London slang and dialect seem to change very rapidly. The old London accent described by Dickens and Surtees, with v for w and w for v and so forth, has now vanished utterly. The Cockney accent as we know it seems to have come up in the ‘forties (it is first mentioned in an American book, Herman Melville’s White Jacket), and Cockney is already changing; there are few people now who say ‘fice’ for ‘face’, ‘nawce’ for ‘nice’ and so forth as consistently as they did twenty years ago. The slang changes together with the accent. Twenty-five or thirty years ago, for instance, the ‘rhyming slang’ was all the rage in London. In the ‘rhyming slang’ everything was named by something rhyming with it — a ‘hit or miss’ for a kiss, ‘plates of meat’ for feet, etc. It was so common that it was even reproduced in novels; now it is almost extinct1. Perhaps all the words I have mentioned above will have vanished in another twenty years.
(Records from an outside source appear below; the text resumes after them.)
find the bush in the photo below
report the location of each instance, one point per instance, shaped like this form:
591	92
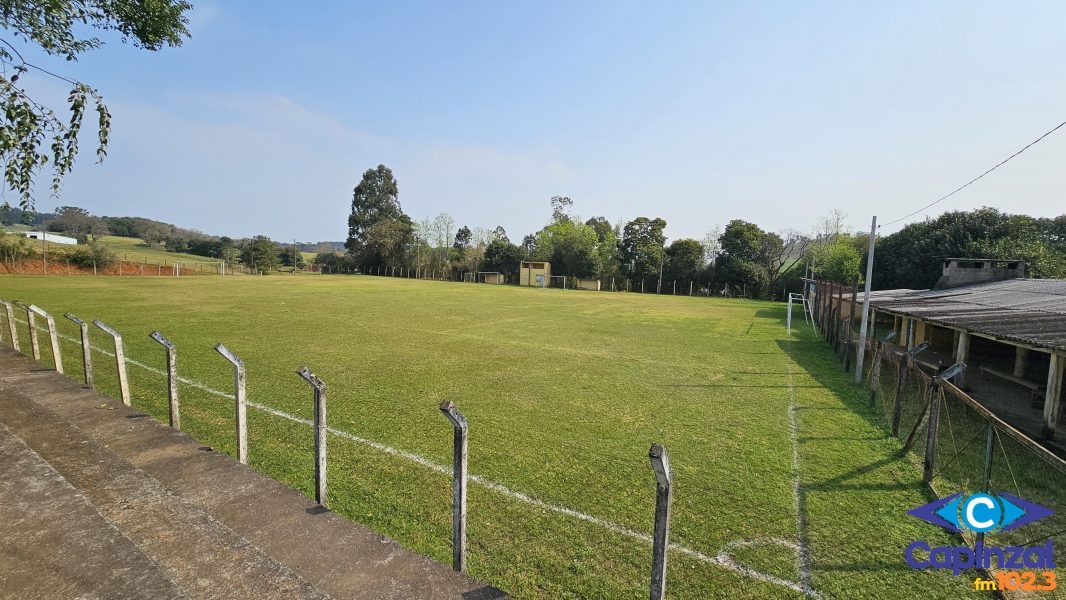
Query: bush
92	255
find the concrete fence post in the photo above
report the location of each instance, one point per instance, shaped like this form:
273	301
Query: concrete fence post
124	386
86	357
937	391
32	322
241	400
458	483
320	433
11	324
875	367
172	377
901	384
660	464
53	337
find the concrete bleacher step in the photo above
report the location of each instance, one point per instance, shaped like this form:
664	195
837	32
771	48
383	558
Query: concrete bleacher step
155	514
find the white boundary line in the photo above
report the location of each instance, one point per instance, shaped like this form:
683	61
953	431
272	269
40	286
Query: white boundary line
803	553
723	558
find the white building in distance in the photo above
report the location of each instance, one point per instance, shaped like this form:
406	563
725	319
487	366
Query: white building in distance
50	238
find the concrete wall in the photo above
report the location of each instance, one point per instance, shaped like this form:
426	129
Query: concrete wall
528	271
593	285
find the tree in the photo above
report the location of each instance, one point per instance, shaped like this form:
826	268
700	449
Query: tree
529	244
910	258
779	253
386	242
559	207
838	260
55	28
286	256
463	238
642	247
740	264
152	232
260	253
712	247
374	199
502	257
684	259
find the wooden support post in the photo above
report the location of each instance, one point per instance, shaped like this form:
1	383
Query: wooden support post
321	433
851	325
172	377
11	324
458	483
963	355
930	461
660	540
241	401
124	386
32	322
86	357
1020	361
52	337
1052	399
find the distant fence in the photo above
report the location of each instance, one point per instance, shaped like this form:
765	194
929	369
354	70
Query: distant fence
646	285
960	444
167	399
117	268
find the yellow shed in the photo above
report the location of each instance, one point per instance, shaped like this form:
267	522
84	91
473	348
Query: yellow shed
534	273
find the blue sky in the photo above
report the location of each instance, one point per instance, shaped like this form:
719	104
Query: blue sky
698	113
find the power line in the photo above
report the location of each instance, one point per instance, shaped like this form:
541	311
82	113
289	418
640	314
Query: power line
963	187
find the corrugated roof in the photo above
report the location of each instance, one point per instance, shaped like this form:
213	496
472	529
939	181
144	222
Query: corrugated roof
1027	311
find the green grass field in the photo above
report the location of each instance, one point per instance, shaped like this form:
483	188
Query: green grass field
565	391
134	249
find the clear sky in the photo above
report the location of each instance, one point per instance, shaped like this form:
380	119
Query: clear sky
698	113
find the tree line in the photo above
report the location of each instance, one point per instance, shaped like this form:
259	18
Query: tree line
739	259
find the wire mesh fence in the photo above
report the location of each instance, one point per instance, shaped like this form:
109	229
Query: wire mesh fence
967	448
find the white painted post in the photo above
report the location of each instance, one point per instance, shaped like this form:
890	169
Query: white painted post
866	303
11	324
172	377
458	483
86	358
788	319
320	433
52	337
124	386
34	345
660	463
242	402
1052	399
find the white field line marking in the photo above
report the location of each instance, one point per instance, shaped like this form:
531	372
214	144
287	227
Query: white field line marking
722	558
803	553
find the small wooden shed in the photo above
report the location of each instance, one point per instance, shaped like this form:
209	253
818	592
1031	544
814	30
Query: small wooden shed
530	270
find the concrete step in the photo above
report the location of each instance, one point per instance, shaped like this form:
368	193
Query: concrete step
199	554
54	542
214	526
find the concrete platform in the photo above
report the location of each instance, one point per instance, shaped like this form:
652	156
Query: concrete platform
109	503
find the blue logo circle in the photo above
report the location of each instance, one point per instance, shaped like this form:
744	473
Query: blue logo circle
982	513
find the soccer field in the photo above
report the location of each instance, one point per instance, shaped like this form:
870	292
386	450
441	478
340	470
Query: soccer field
786	484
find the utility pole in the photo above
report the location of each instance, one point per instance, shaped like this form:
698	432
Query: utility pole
662	259
866	303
The swear words also change — or, at any rate, they are subject to fashions. For example, twenty years ago the London working classes habitually used the word ‘bloody’. Now they have abandoned it utterly, though novelists still represent them as using it. No born Londoner (it is different with people of Scotch or Irish origin) now says ‘bloody’, unless he is a man of some education. The word has, in fact, moved up in the social scale and ceased to be a swear word for the purposes of the working classes. The current London adjective, now tacked on to every noun, is ‘fucking’. No doubt in time ‘fucking’, like ‘bloody’, will find its way into the drawing-room and be replaced by some other word.

1. It survives in certain abbreviations, such as ‘use your twopenny’ or ‘use your head.’ ‘Twopenny’ is arrived at like this: head — loaf of bread — twopenny loaf — twopenny

George Orwell, Down and Out in Paris and London, 1933.